The churchyard contains a marble statue of two young brothers who drowned in the Thames in 1886.
2. St. Stephen’s in Upper Basildon was built in 1965. This replaced a temporary place of worship, located on the corner of Bethesda Street and Blandy’s Lane, which was built in 1895.
In 1720 William Allen willed an allowance to the dame of the village school. By 1811 this was supporting a National school educating 10 children for free, and some more on subscription.
Berkshire Record Office has the log book from 1877 of the National school in Lower Basildon, and other documents, and a photo of 1952.
There was also a C of E school in Upper Basildon from 1877, for which the Record Office also has the logbook and other documents. This is probably the origin of today’s Basildon Primary School in Upper Basildon, which provides education for about 140 children.
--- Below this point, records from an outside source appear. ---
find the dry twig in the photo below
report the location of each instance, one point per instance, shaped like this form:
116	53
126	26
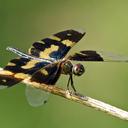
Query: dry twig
85	100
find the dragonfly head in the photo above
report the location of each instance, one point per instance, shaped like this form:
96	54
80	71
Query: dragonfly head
78	69
69	68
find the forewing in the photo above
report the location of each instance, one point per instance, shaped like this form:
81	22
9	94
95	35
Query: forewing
36	97
56	46
17	70
91	55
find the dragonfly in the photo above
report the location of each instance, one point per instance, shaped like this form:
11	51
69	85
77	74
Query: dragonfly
47	60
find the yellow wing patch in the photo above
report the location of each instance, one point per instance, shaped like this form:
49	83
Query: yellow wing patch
47	51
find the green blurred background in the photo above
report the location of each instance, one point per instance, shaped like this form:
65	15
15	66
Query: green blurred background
106	23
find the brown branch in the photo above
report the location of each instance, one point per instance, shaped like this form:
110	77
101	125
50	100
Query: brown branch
85	100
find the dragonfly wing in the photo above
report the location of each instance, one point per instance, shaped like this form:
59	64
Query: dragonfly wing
36	97
91	55
17	70
56	46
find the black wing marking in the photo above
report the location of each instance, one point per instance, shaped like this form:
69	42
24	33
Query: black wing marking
56	46
36	97
91	55
19	69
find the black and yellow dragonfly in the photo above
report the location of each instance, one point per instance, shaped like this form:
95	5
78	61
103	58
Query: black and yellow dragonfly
46	60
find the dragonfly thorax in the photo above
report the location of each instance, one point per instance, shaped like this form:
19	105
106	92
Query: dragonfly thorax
69	68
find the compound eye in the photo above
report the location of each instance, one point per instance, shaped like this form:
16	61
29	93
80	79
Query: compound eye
78	69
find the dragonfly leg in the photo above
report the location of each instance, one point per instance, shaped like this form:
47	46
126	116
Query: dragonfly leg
68	83
72	83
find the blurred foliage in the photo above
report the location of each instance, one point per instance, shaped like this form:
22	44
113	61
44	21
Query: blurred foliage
106	24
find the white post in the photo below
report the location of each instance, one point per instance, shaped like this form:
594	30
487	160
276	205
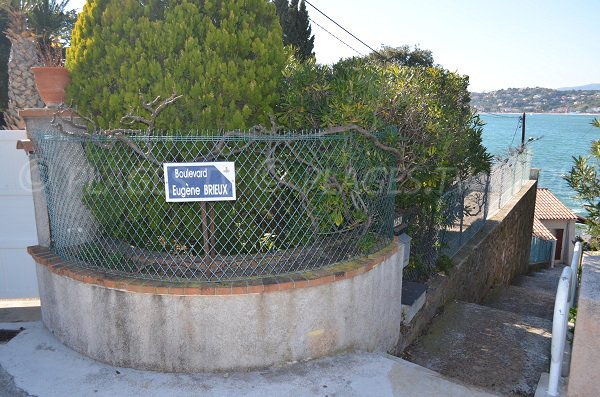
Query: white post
574	268
559	330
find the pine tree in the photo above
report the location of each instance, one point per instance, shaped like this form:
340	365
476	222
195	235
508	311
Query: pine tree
282	7
296	27
224	56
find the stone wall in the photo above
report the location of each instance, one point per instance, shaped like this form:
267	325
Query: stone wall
492	258
242	325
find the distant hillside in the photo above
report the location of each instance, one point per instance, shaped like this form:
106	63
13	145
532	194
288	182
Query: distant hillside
587	87
537	100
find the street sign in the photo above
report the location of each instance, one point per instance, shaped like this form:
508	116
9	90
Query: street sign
199	181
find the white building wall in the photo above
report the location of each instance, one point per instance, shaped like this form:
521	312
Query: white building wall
17	221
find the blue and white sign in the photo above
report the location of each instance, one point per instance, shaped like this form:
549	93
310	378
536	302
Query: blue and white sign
199	181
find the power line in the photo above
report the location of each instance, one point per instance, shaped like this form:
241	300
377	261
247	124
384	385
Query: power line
344	29
499	115
337	38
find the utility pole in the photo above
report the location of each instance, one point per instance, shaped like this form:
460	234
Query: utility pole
523	130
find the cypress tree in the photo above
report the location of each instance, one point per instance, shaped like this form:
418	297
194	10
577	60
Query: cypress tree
224	56
296	27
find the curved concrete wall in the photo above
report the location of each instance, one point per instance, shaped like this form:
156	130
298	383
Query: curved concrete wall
192	333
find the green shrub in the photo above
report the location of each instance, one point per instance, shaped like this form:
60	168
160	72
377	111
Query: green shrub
426	111
225	57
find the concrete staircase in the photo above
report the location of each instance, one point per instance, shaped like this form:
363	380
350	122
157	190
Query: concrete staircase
502	344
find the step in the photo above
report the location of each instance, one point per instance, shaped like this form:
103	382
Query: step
523	300
413	299
499	351
546	280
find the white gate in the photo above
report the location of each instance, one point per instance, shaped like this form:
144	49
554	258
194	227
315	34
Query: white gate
17	220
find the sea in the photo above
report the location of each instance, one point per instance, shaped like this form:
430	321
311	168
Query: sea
554	140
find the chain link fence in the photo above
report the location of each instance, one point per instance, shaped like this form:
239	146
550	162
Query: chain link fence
464	210
304	201
470	203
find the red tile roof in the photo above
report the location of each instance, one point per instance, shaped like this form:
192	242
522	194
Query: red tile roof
547	207
541	231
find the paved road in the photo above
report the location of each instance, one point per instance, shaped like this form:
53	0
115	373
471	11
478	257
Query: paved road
8	387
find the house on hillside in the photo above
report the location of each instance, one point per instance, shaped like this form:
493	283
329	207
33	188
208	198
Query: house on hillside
554	222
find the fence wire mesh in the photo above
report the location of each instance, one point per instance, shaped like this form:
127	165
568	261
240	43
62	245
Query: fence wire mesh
464	210
304	201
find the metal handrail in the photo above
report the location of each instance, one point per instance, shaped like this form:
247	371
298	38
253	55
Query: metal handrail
574	268
559	329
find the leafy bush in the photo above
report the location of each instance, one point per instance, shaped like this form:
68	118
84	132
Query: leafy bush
226	56
435	132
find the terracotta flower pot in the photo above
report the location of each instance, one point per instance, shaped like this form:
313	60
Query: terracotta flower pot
51	82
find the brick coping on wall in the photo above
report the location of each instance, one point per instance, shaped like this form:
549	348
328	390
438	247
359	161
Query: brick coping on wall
341	271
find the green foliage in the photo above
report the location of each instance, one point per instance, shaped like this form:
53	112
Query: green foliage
426	115
50	21
225	57
584	178
295	24
403	56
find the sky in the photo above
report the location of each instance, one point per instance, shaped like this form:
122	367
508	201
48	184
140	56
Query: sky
497	43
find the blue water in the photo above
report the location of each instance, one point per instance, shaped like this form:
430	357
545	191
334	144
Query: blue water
562	136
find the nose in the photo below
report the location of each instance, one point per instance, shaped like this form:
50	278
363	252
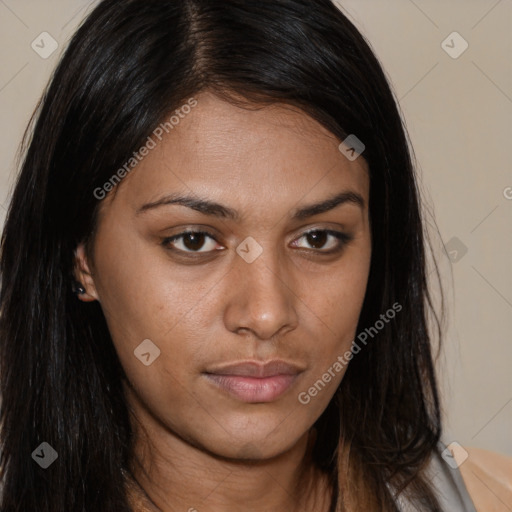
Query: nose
261	297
The 1851 census notes but does not name a beer house at Hare Green, and a licensed victualler in Green Road.
The parish has three pubs today: the Red Lion and the Beehive in Upper Basildon, and the Tamarind Tree in Lower Basildon, which specialises in Indian and Bangladeshi cuisine.
Other local history
Basildon Park was built between 1777 and 1783 for Sir Francis Sykes, one of the East India nabobs, between Lower and Upper Basildon.
J M W Turner is known to have stayed at there, and in 1844 he painted Rain, steam and speed, showing the Great Western Railway and Basildon Railway Bridge. The house is now owned by the National Trust, and has been used for filming Jane Austen novels.
The eighteenth-century inventor of the seed drill, Jethro Tull, was born and buried in Basildon, although he lived and worked elsewhere.
The famous Basildon Bond stationery brand, founded in 1911, was named after Basildon when some of the directors were staying at Basildon Park.
Beale Park Wildlife Park and gardens lies between Basildon Park and the River Thames.